Fortunately, modern battery chargers which are switching power supplies can also double as DC-DC converters, so that the same type of equipment can provide both services.
The inverter must be capable of providing power to the grid (a so-called grid-tied inverter) as used in most solar PV installations. The incentive for this is that the grid can provide power to the user at night when the sun isn't shining and the PV array can feed excess power to the grid during the day. The utility and economics of solar PV depend on this interchange of energy, since a stand alone PV system with enough battery storage to cover local loads over an extensive period of bad weather in the winter would be exorbitantly expensive. Most solar PV installations benefit from an agreement with their local utility known as net metering in which a bidirectional electric meter measures the power flow in and out, but the customer is billed only for the net input. This clearly is critical for ancillary service revenue, because if the customer is charged for the power input but not credited with the reverse flow, the energy bill far outweighs the ancillary service power revenue.
Grid-tied inverters have extensive electronic controls to synchronize their output with the grid. They also have so-called anti-islanding features, so that if there is a power outage, the solar PV power is turned off to prevent it from being fed back into the part of the grid that is still connected to the solar location and posing a hazard to the linemen sent to fix the outage. This loss of solar power just when it would be most useful is an aggravating feature of existing PV systems. In principle this invention can alleviate this problem by providing power through the inverter even at night during an outage by disconnecting the solar system from the grid and spoofing the inverter to start up again. A safer alternative is to provide a separate inverter serving only local loads and switching the DC connection to it during outages. A less costly alternative is posed by some of the newer inverters which have an internally switched receptacle that can be powered by the solar PV array for limited amounts of emergency power during an outage. Here the back up feature of this invention to keep the emergency power flowing at night or in bad weather from the EV battery pack could be very valuable.

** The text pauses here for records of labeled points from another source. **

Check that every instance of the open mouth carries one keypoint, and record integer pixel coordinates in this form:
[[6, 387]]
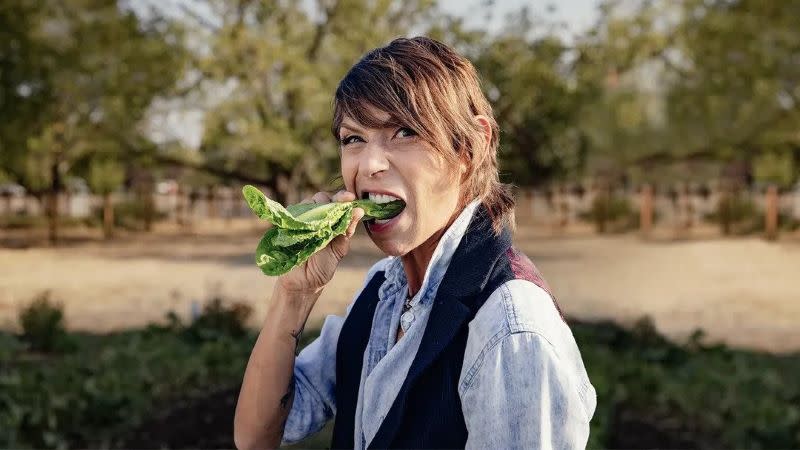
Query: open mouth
[[381, 208]]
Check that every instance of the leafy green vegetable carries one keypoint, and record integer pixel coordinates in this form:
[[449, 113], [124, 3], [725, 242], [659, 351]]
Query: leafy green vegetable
[[301, 230]]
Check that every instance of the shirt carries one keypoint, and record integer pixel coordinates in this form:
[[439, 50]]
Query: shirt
[[522, 384]]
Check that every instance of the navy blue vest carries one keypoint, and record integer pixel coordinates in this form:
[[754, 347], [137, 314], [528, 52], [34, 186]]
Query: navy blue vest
[[427, 411]]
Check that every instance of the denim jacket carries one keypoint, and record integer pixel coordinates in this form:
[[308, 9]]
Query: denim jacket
[[522, 384]]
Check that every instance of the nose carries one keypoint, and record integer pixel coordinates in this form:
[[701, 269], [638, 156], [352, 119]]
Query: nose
[[373, 160]]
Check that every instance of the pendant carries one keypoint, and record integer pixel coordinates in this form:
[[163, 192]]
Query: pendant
[[406, 320]]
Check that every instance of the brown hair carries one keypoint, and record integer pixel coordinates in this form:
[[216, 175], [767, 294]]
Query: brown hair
[[425, 85]]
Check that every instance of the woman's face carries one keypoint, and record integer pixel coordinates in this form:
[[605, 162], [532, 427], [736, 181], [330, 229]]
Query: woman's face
[[395, 161]]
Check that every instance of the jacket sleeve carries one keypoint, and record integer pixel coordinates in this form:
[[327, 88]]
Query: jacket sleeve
[[315, 378], [522, 397]]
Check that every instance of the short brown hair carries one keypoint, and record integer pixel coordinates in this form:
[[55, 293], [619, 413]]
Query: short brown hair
[[425, 85]]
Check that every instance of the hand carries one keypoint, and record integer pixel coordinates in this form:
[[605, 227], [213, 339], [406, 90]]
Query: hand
[[312, 276]]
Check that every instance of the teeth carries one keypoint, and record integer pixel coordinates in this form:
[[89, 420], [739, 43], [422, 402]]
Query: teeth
[[381, 198]]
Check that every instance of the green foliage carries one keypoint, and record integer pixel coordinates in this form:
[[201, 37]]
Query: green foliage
[[105, 176], [301, 230], [42, 323], [92, 397], [708, 396], [218, 320], [651, 393]]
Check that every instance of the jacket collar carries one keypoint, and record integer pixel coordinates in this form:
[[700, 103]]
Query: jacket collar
[[395, 273], [456, 302]]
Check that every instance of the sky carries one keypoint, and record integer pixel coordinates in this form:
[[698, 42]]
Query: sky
[[576, 15]]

Inverters are relatively short-lived relative to PV arrays and the balance of the PV system. In some cases it will pay to anticipate replacement and install a larger inverter to accommodate the high power capability of this invention to earn more service revenue from a higher power capability of the whole system and to get the emergency power feature mentioned above.
The primary reason that inverters fail is that the inlet filter capacitors experience too much voltage variation due to a significant 60 Hz AC ripple on the DC output of the PV array due to the AC load imposed by the inverter. A necessary feature of this invention is a very large input capacitor to the inverter which will minimize this AC ripple and should increase the life of the inverter.